Translocation, how does sucrose enter the phloem?
- Translocation is the TRANSPORT of ASSIMILATES throughout the plant, in the PHLOEM TISSUE.
- A SOURCE RELEASES SUCROSE INTO the phloem.
- A SINK REMOVES SUCROSE from the phloem.
Sucrose is loaded INTO the phloem by an active process. ATP is used by the COMPANION CELLS to ACTIVELY TRANSPORT HYDROGEN ions out of their CYTOPLASM and into surrounding TISSUE.
- This sets up a DIFFUSION GRADIENT and the HYDROGEN ions DIFFUSE BACK into the companion cells.
- This diffusion occurs through special TRANSPORTER PROTEINS.
- These proteins enable hydrogen ions to bring sucrose into the companion cells.
- As the concentration of sucrose builds up inside the companion cells, they DIFFUSE into the SIEVE TUBE ELEMENTS through the PLASMODESMATA.
At the SOURCE:
- Sucrose entering sieve tube elements REDUCES WATER POTENTIAL inside sieve tube
- Causes WATER to move into SIEVE TUBE ELEMENT by OSMOSIS from tissues.
Movement of sucrose along the phloem
- This INCREASES HYDROSTATIC PRESSURE in the sieve tube at the SOURCE.
Movement at the SINK:
- Sucrose is used in the cells surrounding the phloem.
- Sucrose may be CONVERTED into STARCH for storage or may be used in a metabolic process e.g. RESPIRATION.
- This REDUCES sucrose CONCENTRATION in these cells.
- Sucrose molecules move by DIFFUSION or ACTIVE TRANSPORT from sieve tube element into surrounding tissue.
- This INCREASES WATER POTENTIAL in sieve tube element, so water molecules move into surrounding cells by OSMOSIS.
- This REDUCES HYDROSTATIC PRESSURE in the phloem at the SINK.
Movement along the phloem:
- Water entering the phloem at the SOURCE, moving DOWN the hydrostatic pressure GRADIENT and leaving the phloem at the SINK, produces a FLOW OF WATER along the phloem.
- Flow carries SUCROSE+assimilates along the phloem (MASS FLOW).
Where sources and sinks are
- Mass flow can occur in EITHER DIRECTION - UP OR DOWN the plant depending on WHERE the SUGARS are needed.
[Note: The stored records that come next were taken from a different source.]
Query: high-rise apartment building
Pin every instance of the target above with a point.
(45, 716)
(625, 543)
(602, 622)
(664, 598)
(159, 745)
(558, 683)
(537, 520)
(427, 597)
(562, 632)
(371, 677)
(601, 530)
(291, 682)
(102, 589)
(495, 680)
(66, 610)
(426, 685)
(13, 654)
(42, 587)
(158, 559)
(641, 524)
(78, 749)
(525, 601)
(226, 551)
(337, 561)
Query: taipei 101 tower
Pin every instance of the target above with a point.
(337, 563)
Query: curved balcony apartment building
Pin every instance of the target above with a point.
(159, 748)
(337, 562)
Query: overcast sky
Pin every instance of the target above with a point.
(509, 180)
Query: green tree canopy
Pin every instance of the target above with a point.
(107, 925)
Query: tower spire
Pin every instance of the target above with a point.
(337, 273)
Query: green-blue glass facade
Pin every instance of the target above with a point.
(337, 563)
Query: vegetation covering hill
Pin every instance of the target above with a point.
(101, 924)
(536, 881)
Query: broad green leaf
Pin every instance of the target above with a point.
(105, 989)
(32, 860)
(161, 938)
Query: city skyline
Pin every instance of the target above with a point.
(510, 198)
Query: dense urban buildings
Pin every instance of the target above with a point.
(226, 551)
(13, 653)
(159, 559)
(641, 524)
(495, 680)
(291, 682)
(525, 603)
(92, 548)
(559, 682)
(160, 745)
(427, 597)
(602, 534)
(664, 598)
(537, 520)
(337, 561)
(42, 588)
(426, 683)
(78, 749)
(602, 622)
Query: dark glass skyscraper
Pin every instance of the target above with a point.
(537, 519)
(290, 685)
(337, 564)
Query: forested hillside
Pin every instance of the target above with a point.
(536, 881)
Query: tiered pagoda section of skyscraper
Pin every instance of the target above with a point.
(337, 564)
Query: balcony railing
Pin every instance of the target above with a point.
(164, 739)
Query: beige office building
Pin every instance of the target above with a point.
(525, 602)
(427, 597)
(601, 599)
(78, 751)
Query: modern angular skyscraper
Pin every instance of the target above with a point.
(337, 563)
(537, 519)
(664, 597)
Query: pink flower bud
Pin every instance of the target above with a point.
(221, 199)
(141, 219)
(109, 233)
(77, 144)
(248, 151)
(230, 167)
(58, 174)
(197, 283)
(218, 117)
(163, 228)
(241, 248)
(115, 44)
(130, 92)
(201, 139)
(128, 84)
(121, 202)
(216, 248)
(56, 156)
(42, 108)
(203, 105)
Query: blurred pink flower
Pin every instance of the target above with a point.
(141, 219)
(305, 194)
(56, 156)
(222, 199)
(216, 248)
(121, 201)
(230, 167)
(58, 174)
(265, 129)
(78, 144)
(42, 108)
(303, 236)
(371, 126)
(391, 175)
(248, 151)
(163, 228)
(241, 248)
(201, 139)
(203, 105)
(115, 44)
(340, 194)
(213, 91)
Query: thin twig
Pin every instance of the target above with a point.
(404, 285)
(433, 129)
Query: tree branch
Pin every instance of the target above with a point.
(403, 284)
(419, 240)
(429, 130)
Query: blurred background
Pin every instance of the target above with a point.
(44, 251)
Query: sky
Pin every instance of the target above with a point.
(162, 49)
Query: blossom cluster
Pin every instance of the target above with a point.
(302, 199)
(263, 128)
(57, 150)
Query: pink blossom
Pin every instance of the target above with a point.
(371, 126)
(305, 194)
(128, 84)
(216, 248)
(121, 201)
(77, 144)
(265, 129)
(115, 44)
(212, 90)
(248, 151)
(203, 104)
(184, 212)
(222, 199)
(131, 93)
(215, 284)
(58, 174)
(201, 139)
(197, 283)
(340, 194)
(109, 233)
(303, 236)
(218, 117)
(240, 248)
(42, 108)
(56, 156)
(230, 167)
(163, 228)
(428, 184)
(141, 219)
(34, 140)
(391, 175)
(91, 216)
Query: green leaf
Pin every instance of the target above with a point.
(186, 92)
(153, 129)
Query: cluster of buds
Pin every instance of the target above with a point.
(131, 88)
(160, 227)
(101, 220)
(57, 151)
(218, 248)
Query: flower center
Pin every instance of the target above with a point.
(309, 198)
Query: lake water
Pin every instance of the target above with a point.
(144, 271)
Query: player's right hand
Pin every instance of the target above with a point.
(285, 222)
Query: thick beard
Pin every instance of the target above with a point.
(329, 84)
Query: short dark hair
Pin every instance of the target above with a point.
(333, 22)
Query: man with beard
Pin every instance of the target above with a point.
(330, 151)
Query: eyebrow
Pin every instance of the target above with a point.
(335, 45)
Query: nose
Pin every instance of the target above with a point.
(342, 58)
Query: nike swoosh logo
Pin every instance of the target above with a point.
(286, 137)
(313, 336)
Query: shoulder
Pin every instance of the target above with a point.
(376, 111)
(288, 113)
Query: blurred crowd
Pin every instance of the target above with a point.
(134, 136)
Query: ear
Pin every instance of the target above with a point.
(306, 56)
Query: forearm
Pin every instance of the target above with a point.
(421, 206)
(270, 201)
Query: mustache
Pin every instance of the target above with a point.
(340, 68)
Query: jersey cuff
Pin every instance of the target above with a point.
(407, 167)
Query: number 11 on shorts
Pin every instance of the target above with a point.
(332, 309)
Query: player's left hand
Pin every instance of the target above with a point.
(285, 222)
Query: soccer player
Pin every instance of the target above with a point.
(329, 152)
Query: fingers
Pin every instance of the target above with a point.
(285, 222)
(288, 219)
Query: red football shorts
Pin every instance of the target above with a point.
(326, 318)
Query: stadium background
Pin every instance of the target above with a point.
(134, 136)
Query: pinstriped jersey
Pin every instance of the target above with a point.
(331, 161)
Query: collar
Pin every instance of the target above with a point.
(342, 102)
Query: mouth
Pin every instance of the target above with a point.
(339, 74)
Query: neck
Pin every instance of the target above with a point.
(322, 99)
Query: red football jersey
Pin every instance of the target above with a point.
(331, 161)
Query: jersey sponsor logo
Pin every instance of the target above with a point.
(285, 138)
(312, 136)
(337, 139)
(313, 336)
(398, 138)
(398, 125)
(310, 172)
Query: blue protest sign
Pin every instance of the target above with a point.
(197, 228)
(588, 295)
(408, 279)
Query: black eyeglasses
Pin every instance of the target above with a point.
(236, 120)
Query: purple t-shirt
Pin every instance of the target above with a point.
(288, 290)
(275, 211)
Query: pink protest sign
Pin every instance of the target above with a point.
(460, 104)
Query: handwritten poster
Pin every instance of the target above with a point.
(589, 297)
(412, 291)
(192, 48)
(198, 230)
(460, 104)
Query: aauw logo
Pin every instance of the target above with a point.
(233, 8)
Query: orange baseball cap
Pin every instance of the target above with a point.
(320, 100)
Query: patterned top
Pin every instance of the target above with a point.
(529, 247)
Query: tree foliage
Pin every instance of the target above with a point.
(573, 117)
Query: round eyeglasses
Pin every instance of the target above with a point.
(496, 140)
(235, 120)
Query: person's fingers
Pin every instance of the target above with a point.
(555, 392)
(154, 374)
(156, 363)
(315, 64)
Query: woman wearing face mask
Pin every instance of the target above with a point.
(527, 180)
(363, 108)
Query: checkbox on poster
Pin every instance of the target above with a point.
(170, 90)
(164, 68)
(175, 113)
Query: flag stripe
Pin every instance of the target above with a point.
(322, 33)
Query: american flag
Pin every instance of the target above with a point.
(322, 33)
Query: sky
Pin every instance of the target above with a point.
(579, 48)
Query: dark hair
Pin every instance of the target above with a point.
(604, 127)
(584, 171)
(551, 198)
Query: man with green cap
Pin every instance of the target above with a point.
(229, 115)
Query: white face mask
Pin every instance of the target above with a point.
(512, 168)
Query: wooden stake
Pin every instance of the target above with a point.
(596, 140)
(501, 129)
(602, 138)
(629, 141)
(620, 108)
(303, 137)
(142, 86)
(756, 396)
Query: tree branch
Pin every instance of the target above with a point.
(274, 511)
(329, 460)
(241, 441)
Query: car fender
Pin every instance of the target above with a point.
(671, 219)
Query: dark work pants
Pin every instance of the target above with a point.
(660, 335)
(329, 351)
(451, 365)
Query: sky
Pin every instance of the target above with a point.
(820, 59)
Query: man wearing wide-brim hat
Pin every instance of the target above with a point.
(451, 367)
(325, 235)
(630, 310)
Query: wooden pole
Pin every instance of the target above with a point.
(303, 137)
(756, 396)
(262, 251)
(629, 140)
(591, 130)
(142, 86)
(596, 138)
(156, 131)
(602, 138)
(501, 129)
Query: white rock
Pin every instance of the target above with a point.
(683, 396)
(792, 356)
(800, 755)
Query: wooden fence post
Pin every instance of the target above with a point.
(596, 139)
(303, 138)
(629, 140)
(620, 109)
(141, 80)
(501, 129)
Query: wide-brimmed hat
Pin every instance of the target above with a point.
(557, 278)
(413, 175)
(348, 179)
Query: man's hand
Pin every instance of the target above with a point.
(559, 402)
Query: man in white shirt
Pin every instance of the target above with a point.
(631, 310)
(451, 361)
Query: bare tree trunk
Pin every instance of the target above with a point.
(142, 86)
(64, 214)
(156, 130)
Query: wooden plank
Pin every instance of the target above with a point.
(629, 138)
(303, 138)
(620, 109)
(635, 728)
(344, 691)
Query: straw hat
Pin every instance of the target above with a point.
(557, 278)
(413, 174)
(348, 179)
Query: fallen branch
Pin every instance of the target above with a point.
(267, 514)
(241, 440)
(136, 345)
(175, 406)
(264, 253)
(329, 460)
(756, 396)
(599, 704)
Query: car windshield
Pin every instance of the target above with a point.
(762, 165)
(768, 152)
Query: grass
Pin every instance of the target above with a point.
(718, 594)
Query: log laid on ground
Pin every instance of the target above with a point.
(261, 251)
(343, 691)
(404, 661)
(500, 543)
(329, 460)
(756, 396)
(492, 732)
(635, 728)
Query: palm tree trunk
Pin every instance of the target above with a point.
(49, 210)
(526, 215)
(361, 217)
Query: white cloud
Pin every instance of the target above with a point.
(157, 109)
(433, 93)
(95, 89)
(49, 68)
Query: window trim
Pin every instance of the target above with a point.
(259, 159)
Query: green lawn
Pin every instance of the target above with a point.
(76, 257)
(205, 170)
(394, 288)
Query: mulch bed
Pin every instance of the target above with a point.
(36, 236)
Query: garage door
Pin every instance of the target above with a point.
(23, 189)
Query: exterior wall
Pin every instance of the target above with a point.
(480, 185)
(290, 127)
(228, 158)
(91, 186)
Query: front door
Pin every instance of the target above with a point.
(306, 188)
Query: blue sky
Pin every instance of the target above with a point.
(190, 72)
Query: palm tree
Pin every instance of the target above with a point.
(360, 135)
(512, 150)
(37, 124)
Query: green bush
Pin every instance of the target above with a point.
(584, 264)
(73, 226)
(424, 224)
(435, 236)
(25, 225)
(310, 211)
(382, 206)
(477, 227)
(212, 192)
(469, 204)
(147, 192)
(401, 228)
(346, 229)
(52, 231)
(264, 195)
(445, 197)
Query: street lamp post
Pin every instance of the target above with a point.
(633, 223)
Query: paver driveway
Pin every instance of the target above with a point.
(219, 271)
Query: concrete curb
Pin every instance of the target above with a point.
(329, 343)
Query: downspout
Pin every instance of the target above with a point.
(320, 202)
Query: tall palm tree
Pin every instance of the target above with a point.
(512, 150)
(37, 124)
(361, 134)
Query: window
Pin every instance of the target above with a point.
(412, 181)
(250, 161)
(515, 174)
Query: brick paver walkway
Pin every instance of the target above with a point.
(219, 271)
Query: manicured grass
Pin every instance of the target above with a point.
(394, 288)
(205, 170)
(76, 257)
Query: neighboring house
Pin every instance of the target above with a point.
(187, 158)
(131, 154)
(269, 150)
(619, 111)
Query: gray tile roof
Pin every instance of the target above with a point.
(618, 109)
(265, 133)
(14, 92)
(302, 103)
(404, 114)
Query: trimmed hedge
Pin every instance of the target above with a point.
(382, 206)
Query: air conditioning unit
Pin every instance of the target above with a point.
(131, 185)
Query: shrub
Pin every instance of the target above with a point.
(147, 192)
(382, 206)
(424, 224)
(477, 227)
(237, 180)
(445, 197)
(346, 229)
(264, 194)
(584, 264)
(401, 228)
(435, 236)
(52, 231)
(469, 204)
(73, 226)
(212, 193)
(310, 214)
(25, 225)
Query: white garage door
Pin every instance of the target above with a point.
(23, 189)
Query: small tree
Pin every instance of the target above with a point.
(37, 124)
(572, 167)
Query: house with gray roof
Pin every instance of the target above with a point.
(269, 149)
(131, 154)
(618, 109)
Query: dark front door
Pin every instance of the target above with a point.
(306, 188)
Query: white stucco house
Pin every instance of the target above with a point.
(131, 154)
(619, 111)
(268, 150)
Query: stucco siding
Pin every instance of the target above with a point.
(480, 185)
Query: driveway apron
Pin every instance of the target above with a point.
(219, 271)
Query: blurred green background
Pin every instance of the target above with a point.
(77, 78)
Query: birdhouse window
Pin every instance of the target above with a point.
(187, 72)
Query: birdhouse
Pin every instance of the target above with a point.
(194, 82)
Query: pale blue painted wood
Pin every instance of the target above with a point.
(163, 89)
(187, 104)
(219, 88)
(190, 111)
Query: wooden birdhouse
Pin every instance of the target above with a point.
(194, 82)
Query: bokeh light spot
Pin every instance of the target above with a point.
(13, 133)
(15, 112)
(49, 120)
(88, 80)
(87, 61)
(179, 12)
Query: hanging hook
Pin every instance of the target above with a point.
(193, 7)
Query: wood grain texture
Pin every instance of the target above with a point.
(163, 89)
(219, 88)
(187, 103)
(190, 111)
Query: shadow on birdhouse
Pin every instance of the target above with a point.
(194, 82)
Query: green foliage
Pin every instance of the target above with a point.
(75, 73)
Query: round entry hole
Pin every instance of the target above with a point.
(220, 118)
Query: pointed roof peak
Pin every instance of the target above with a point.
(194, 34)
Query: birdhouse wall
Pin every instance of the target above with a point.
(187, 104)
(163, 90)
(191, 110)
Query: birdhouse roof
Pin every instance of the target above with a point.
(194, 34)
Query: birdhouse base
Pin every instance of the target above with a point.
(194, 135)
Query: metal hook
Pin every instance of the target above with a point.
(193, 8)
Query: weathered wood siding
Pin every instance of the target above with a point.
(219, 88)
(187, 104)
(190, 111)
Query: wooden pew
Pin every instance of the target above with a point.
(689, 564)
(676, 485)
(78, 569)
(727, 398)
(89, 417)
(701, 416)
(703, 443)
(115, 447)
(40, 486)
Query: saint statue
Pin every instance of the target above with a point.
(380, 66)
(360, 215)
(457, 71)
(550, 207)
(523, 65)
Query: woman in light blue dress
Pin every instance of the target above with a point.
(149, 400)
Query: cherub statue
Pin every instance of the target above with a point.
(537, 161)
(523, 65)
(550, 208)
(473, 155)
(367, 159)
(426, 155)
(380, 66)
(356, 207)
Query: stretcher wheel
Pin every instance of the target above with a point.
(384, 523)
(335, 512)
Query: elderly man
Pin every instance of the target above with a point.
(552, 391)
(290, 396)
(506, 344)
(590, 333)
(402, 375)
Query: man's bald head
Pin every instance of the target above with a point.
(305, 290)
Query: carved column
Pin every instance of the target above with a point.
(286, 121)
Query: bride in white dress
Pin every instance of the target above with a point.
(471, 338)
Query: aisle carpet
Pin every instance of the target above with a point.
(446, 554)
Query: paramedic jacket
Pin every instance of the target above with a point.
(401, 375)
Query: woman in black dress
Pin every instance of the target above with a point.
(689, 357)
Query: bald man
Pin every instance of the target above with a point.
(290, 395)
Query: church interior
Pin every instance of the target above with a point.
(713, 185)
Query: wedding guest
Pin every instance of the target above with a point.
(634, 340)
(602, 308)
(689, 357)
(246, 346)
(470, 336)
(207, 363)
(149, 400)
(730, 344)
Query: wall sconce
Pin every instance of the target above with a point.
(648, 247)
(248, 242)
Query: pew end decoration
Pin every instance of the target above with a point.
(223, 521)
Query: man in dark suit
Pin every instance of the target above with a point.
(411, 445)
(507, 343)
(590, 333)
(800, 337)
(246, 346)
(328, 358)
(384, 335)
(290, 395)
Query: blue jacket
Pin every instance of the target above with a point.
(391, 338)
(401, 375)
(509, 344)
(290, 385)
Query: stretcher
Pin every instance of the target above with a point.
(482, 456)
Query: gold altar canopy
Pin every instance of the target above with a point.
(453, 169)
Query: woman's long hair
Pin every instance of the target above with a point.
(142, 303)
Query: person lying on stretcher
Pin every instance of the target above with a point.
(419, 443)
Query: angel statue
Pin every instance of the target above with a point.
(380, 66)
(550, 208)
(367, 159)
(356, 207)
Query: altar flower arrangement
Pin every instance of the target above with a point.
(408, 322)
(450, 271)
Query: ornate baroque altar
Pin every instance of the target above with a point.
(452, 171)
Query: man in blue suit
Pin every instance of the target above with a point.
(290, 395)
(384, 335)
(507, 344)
- Mass flow may occur up or down the plant in the SAME PHLOEM TUBE at DIFFERENT times.
- It may be moving ASSIMILATES UP the plant in some tubes and DOWN the plant in other tubes at the SAME TIME.
Most obvious SOURCE is a LEAF from summer to winter. Act as a SINK in spring.
ROOTS are a SOURCE in some times of the year and a SINK in others.